On the related question that comes up for payment apps: AuditWard is not a PCI Approved Scanning Vendor, and if PCI DSS applies to you, an external ASV scan from an approved vendor is still required. AuditWard complements that work, it does not replace it. See the PCI DSS 4.0 page for detail.
What to do with the evidence.
A scan gives you a dated, framework-tagged finding list. Treat it as input to your security measures record under Article 32, then act on the findings and keep the history so you can show that testing happens on a regular basis.
Fold the dated report into your record of technical and organisational measures. The remediation guidance gives you a written plan to point an auditor or supervisory authority to.
Work the findings by severity. Weak TLS, exposed secrets, and missing session protections that touch personal data should move first, since those map most directly to the encryption and integrity expectations.

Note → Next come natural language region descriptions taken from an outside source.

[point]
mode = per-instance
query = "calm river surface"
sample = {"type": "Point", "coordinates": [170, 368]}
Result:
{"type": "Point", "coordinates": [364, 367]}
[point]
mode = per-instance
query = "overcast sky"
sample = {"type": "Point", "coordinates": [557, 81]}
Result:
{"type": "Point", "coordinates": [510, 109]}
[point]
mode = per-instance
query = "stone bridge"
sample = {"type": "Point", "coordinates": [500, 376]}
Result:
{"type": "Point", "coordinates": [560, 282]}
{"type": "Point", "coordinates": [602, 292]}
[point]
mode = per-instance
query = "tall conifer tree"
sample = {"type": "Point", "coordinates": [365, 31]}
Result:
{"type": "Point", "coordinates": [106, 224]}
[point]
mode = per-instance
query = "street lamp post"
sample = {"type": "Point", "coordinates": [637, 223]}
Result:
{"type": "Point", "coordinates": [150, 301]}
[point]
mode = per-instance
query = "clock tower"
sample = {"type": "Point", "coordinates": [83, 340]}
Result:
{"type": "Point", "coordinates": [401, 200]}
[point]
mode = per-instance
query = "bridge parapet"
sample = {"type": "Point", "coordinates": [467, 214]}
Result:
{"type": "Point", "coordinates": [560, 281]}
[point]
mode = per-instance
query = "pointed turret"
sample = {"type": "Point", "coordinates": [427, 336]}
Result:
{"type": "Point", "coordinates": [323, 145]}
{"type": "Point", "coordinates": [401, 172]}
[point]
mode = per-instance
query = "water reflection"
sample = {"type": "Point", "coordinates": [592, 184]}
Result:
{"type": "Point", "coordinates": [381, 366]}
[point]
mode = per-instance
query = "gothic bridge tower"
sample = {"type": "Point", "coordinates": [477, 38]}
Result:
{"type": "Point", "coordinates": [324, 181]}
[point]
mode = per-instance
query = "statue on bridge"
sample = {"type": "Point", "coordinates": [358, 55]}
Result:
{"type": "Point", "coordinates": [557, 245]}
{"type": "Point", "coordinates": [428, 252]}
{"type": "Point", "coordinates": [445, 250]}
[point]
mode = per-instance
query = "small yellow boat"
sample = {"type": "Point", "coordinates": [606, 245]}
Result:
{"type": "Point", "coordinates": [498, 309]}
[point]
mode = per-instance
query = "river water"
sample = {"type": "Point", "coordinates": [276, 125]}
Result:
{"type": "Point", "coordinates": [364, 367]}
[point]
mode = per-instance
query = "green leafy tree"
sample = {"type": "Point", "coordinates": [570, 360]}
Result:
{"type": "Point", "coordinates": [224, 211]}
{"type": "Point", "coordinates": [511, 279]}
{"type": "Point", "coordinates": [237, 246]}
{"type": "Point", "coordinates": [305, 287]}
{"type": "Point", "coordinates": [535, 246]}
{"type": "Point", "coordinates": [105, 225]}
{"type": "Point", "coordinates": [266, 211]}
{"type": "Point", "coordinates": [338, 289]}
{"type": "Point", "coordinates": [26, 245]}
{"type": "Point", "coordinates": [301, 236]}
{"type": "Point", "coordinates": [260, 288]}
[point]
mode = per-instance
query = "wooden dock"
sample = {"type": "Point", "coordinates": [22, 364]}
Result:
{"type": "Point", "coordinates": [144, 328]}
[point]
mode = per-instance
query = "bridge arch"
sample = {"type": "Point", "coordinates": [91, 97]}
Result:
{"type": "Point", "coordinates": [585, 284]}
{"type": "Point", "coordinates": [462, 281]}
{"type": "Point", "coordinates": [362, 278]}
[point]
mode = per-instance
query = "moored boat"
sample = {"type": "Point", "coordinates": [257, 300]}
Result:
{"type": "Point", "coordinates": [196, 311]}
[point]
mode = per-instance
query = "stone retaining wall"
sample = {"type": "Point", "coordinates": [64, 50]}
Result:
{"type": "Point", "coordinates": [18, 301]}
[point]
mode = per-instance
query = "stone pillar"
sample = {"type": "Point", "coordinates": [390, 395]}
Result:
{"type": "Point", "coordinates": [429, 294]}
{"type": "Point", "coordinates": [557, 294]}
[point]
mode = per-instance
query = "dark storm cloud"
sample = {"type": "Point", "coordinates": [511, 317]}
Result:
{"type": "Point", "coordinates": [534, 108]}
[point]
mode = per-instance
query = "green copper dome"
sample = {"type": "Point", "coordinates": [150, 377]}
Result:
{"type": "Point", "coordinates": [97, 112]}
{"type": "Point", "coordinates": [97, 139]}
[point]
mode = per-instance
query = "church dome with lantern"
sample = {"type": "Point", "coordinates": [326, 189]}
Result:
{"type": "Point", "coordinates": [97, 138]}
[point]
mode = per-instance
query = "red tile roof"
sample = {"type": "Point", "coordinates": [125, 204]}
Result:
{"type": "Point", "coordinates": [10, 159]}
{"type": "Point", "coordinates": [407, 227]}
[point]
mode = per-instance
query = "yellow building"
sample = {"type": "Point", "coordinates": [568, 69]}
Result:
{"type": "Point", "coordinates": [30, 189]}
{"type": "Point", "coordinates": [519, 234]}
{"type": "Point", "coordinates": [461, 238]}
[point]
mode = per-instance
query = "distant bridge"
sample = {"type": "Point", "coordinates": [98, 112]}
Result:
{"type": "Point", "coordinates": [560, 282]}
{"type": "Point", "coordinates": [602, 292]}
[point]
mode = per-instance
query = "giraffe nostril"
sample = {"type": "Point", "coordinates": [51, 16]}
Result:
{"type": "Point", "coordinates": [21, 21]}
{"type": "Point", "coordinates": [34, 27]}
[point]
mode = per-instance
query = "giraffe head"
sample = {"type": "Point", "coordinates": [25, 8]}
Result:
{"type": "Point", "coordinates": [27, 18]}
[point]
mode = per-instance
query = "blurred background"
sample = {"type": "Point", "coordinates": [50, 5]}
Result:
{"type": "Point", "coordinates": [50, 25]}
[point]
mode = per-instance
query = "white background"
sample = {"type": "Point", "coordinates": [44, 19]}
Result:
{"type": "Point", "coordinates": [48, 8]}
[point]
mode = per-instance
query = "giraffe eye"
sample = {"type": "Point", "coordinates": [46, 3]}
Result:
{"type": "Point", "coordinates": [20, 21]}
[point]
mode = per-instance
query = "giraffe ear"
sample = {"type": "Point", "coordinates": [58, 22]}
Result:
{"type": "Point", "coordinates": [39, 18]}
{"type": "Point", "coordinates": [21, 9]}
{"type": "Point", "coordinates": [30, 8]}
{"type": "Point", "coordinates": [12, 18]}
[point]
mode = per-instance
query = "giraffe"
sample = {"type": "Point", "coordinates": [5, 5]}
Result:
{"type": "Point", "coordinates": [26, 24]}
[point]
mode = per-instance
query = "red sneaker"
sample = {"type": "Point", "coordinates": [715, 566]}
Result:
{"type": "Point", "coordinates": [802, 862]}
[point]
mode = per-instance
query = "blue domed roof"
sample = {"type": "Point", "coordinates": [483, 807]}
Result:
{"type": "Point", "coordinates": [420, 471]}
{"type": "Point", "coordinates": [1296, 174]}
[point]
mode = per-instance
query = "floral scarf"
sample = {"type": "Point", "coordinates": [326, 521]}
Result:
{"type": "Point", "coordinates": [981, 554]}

Re-scan after a fix and on a recurring schedule. The dated history shows you test and evaluate over time, which is the part of Article 32 a single point-in-time check cannot satisfy.
Browse the other framework pages from the compliance overview, or compare the GDPR slice with how findings line up against the OWASP Top 10 and the SOC 2 security criteria.
GDPR scanning questions.
Does a scan make my product GDPR compliant?
No. AuditWard helps you find and evidence security issues that relate to the Article 32 security-of-processing duty. Compliance with GDPR depends on your lawful basis, data subject rights, records, transfers, policies, and more. AuditWard supports the technical testing part of that work and does not stand in for it.
Which part of GDPR does AuditWard actually help with?
The security-of-processing slice of Article 32. It validates TLS for data in transit, flags exposed files and secrets, checks security headers and cookie flags, and gives you a repeatable dated scan that evidences the duty to regularly test and evaluate technical measures.
Are the GDPR tags on findings legal advice?
No. The GDPR tags are LLM-generated convenience labels that point you toward the obligation a finding relates to. They are not legal advice and not a compliance determination. Confirm your obligations with your DPO or counsel.
Can AuditWard tell me if a finding is a reportable breach?
No. AuditWard cannot decide whether your processing is lawful or whether a given issue counts as a reportable personal-data breach under GDPR. It surfaces the technical weakness and tags it. Breach assessment and notification are decisions for your team and counsel.
Does the scan check how personal data is stored or deleted?
No. Scanning is external and unauthenticated, so it does not inspect storage encryption, retention, or deletion inside your systems. It tests the public-facing application. Internal data handling needs a separate review.
Is this a certified or ASV scan?
No. AuditWard is not an Approved Scanning Vendor and issues no certification. If PCI DSS also applies to your app, a separate external ASV scan from an approved vendor is still required. AuditWard complements that and does not replace it.